Problem Description
We have some C++ networking code in our codebase that uses OpenSSL directly. To make the code easier to maintain, I'm trying to replace it with the equivalent code that uses Boost.Asio. The code sets up a TLS connection between a server and client (using mutual authentication), and allows both sides to send and receive arrays of bytes.
On our benchmarks, the Asio-based code took nearly 5 times longer to run than the OpenSSL-based version. The cause was that the OpenSSL version used buffering for the network communications, and the Boost.Asio version did not. Since our application sends many small messages back and forth, buffering is important for performance (our API has a flush
function that we call to flush the send buffer as necessary).
I added some logic to manage a std::vector
of bytes as a buffer, and updated our application to write to the buffer and only send network traffic when flush
is called. This improved the performance, but even with that change, the Asio-based code is still about 30% slower than the OpenSSL-based code on our benchmarks.
I see that Boost.Asio seems to have support for buffered I/O. For example, the buffered_stream
class seems to do exactly what I'm looking for. However, I can't see how to get the constructor for that class to work when the underlying stream is of type boost::asio::ssl::stream
. Does anyone know how to get buffered_stream
working with SSL on Asio?

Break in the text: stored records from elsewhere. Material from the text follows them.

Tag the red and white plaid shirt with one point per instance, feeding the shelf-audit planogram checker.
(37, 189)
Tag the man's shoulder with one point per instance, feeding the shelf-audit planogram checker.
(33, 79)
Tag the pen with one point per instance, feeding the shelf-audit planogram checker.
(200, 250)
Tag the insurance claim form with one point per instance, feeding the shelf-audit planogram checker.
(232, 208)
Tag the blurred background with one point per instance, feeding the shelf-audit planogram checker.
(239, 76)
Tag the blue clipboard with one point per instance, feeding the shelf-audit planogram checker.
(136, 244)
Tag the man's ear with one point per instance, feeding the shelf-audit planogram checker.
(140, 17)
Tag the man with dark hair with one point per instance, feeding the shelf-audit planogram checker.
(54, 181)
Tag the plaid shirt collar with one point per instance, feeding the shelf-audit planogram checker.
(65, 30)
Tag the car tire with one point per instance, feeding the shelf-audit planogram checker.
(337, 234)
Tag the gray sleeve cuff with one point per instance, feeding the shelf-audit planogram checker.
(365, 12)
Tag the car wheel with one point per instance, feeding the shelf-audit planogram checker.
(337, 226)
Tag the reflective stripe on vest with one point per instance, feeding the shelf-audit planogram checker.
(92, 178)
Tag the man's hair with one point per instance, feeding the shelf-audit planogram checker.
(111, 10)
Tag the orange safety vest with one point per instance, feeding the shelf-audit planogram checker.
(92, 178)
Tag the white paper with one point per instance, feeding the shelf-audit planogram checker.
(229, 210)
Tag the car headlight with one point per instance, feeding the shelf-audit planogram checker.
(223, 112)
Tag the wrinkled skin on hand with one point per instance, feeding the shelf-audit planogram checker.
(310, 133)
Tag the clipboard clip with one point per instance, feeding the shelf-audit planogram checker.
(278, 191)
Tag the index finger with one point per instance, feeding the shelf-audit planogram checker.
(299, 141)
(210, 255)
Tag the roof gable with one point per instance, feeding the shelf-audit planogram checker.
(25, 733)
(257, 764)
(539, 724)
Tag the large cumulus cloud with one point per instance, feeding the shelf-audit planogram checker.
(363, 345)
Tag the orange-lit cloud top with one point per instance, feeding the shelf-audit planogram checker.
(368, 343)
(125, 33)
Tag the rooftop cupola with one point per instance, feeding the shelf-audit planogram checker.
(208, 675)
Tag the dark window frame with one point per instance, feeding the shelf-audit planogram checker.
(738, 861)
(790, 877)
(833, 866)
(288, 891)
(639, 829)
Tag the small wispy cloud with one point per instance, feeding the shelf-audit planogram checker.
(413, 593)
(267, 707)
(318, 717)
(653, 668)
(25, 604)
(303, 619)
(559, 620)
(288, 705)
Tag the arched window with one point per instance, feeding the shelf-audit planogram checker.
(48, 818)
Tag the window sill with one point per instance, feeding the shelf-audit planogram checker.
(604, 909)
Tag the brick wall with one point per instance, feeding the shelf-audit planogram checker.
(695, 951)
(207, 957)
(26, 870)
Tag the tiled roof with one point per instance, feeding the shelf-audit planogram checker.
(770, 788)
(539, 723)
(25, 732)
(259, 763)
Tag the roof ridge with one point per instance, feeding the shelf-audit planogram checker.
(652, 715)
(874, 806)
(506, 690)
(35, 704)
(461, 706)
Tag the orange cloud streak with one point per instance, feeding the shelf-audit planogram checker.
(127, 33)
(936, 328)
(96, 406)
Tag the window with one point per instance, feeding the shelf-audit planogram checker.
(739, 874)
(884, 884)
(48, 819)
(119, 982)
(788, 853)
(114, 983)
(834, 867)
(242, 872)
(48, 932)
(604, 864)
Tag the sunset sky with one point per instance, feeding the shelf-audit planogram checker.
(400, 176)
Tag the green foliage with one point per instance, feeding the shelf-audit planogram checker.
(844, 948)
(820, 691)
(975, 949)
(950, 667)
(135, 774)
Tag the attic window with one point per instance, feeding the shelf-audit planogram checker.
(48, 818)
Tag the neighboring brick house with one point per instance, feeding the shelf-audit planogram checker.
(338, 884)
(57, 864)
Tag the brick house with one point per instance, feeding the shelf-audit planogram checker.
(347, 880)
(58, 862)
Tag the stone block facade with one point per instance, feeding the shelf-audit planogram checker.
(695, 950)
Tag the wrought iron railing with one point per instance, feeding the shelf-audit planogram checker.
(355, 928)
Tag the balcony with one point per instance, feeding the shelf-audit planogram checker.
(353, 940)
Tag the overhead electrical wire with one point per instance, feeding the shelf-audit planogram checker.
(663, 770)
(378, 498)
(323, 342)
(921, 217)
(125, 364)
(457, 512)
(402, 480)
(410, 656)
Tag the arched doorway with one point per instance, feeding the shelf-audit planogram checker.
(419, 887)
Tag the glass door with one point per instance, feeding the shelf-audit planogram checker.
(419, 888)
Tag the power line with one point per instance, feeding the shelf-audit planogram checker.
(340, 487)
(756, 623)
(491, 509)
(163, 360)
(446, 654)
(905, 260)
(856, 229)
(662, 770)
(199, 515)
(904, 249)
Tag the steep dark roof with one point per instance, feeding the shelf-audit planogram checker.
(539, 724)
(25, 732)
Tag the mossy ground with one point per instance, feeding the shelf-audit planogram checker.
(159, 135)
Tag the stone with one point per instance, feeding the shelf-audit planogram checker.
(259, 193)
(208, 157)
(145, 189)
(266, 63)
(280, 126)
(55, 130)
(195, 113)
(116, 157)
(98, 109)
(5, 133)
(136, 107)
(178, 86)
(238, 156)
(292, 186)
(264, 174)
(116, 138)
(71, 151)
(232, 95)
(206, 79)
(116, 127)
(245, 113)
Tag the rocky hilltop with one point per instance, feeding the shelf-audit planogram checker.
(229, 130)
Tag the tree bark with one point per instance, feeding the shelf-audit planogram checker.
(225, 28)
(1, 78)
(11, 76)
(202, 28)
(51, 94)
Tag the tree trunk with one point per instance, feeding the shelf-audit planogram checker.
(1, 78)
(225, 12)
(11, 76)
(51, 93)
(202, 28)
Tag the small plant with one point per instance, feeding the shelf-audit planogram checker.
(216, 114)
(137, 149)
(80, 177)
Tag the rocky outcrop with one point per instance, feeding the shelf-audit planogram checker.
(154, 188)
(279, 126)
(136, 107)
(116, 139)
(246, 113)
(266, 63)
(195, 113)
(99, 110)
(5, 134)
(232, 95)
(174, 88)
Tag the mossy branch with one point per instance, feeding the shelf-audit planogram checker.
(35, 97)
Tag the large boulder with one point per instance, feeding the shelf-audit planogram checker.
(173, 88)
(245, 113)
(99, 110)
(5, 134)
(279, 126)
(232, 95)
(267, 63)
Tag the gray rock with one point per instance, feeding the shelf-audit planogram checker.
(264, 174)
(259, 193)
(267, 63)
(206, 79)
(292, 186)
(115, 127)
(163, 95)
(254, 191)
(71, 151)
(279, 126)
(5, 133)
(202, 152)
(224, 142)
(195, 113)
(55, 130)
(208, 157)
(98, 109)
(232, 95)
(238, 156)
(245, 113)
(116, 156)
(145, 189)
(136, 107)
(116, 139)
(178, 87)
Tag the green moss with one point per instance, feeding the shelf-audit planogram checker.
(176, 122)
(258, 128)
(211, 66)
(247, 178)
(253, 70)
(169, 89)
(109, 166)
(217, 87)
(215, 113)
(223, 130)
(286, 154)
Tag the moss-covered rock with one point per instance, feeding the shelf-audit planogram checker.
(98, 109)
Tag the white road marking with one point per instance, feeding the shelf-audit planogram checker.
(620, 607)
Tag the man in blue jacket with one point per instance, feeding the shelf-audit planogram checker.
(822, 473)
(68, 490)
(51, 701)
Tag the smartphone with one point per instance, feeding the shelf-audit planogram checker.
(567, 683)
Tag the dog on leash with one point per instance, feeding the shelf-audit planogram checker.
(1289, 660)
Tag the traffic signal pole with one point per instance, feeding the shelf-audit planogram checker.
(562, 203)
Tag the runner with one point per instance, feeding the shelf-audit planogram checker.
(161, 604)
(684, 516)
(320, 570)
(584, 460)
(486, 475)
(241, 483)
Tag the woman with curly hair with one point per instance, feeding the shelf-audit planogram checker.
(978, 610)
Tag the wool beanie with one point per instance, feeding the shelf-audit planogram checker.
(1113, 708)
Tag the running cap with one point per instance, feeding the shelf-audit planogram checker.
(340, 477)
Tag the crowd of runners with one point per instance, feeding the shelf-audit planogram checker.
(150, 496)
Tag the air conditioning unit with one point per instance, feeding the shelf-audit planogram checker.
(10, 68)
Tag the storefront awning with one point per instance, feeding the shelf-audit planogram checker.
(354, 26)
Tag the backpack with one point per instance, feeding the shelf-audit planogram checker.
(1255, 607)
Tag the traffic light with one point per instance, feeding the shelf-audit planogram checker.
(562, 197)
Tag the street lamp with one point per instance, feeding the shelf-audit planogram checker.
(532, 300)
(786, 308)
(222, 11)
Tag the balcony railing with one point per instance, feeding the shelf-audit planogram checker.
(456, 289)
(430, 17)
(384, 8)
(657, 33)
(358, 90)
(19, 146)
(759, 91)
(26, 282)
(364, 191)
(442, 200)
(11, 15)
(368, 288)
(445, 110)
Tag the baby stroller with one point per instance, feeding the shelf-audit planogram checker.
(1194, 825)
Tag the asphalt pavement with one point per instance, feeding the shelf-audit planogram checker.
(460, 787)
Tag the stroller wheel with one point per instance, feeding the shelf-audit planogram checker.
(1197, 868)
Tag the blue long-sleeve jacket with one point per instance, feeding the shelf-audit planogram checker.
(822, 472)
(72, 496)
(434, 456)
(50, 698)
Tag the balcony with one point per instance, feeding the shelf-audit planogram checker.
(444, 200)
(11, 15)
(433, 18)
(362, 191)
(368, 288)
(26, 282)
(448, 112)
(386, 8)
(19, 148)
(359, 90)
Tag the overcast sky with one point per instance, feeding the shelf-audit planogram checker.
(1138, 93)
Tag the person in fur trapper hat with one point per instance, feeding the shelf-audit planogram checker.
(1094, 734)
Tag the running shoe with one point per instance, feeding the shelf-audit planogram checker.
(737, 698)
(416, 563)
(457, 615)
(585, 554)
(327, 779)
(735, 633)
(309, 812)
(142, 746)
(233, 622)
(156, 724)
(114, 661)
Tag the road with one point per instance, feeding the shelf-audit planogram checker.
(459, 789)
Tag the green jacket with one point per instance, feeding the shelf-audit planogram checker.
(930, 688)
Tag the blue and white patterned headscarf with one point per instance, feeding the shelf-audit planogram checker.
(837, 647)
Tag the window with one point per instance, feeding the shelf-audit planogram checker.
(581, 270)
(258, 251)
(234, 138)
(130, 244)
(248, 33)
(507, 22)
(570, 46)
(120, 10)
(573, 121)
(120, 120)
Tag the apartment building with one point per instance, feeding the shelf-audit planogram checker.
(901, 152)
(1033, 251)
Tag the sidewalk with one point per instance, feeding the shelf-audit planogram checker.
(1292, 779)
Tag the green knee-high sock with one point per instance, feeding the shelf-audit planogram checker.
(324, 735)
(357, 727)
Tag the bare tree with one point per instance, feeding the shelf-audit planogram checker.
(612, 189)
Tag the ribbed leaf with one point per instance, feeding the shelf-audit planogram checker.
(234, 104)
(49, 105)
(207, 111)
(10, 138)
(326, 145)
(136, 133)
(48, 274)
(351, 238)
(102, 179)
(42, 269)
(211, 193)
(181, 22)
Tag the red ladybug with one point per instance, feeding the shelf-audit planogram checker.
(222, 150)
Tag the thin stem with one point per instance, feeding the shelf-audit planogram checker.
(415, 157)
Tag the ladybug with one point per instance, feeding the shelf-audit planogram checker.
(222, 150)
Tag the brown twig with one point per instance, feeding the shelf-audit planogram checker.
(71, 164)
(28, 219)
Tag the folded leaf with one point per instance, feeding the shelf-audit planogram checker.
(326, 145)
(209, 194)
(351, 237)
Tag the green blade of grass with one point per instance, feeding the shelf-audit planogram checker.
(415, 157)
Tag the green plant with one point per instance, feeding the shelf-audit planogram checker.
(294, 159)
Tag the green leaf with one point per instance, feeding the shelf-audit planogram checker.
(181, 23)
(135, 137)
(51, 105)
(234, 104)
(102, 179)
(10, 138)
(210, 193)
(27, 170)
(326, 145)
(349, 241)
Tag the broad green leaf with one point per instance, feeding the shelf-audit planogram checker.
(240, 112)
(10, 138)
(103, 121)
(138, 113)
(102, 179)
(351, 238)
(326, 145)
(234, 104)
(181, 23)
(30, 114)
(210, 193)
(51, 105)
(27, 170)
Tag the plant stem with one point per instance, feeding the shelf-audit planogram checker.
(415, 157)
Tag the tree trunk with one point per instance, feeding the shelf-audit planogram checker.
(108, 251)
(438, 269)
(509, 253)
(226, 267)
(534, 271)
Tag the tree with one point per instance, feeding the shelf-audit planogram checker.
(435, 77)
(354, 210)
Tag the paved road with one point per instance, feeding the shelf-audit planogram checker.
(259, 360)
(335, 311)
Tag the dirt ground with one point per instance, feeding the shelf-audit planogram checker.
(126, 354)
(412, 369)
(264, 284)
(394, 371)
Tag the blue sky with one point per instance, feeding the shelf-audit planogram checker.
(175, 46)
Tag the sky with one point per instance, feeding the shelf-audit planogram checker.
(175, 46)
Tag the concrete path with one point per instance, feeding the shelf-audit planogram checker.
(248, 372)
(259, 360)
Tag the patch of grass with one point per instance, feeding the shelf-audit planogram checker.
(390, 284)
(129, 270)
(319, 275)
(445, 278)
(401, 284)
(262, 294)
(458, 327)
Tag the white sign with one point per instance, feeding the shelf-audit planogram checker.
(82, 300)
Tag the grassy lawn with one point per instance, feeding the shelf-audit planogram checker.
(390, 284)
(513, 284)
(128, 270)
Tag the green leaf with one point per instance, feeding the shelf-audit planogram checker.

If not, is there a better way to do buffered I/O with Asio that might give us similar performance to our OpenSSL-based code?
Prior (Unsuccessful) Work
Here's what I've tried so far:
using namespace boost::asio;
using ssl_socket_t = ssl::stream<ip::tcp::socket>;
// this function (defined elsewhere) returns an ssl::context object with the correct configuration for a client
ssl::context tlsClientContext(std::string_view certificate_filename,
std::string_view private_key_filename,
std::string_view trust_store_filename);
// I am trying to implement an API like the following:
buffered_stream<ssl_socket_t> connect(std::string_view hostname,
std::uint16_t port,
std::string_view certificate_filename,
std::string_view private_key_filename,
std::string_view trust_store_filename) {
auto ssl_ctx = tlsClientContext(certificate_filename, private_key_filename, trust_store_filename);
auto ssl_socket = ssl_socket_t(system_executor(), ssl_ctx);
auto resolver = ip::tcp::resolver(ssl_socket.get_executor());
connect(ssl_socket.lowest_layer(), resolver.resolve(hostname, std::to_string(port)));
ssl_socket.handshake(ssl_socket_t::client);
return buffered_stream<ssl_socket_t>(std::move(ssl_socket));
}
void read(buffered_stream<ssl_socket_t>& stream, std::byte* data, std::size_t num_bytes) {
boost::asio::read(stream, buffer(data, num_bytes));
}
void write(buffered_stream<ssl_socket_t>& stream, const std::byte* data, std::size_t num_bytes) {
boost::asio::write(stream, buffer(data, num_bytes));
}
void flush(buffered_stream<ssl_socket_t>& stream) {
stream.flush();
}
The connect
function above doesn't compile because the buffered_stream
constructor requires an lvalue as its first argument. However, if I remove the call to std::move
, it also fails to compile because ssl::stream
is not copyable. I expected buffered_stream
to allow me to pass a rvalue reference to the stream to be buffered, but I don't see how that's possible.